In contrast, quality emotional support such as reassurance of feelings and seeking to solve the problem together was a predictor of relationship health.

 

Negativity is a Result of Negative Responsiveness

Attachment theory maintains that we have an internal system that monitors a connection in a relationship. I think of it as a radar system. We send out a signal and if we receive a positive signal back, we stay calm and have faith that our partner is there for us when we need them.

The signal we send out is what Dr. John Gottman calls a bid for emotional connection. This can be a complaint, a meaningless statement, or a smile.

When our partner makes this bid for connection, we have a choice to respond by turning towards and connecting, or turning away/against and disconnecting.




Dr. Gottman’s research on thousands of couples discovered that couples whose relationships the last turn towards each other 86% of the time, while those who divorce do so only 33% of the time.

Part of the reason conflict gets nasty is because partners turn against (defensiveness) or turn away (stonewall) from each other.
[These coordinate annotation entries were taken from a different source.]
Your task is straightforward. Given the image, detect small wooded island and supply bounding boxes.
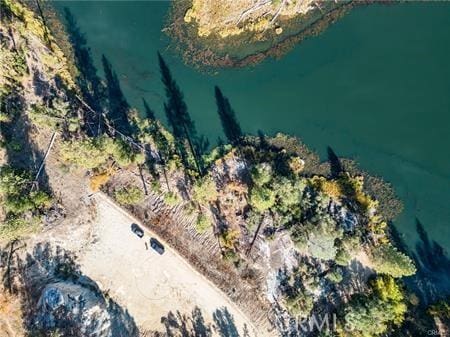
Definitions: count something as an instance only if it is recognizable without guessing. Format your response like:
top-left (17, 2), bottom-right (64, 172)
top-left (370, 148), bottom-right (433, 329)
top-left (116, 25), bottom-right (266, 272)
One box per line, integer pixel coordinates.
top-left (0, 0), bottom-right (449, 337)
top-left (164, 0), bottom-right (356, 68)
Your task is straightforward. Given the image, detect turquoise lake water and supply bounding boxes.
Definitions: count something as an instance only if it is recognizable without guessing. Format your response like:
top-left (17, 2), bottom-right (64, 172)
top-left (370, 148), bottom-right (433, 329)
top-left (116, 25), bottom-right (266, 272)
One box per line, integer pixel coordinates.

Here’s how it works:

Turning Against:

Partner 1 brings up an issue.
Partner 2 doesn’t think it’s a problem and criticizes Partner 1 for bringing it up.
So, Partner 1 escalates the issue by saying hurtful things back.
Partner 2 retaliates with more hurtful things.
The conflict escalates out of control.

During the conflict, both partners feel misunderstood. In the end, both feel frustrated because they are disconnected and the issue remains unresolved.

Turning Away:

Partner 1 brings up an issue.
Partner 2 doesn’t think it’s a problem and doesn’t respond.
Partner 1 gets angry as a way to get Partner 2 to pay attention to the problem.
Partner 2 still acts like nothing is wrong.
To try to get Partner 2’s attention,
Partner 1 gets meaner and says hurtful things.
Partner 2 shuts down even more.
Round and round they go.

Now imagine what would happen if Partner 2 responded by turning towards.

Turning Towards:

Partner 1 brings up an issue.
Partner 2 listens and seeks to understand.
Partner 2 may not agree with everything
Partner 1 is saying,
but Partner 2 seeks to find some basis for agreement.

As a result,
Partner 1 feels heard and respected (despite not always being agreed with).
Since Partner 1 feels this way, they avoid being hurtful. Both partners fight respectfully and share their feelings openly, putting them in a better position to find a compromise that works for them.
Their relationship improves as a result of the conflict.

When Partner 2 was responsive, it de-escalated conflict and led to a win-win solution for both partners.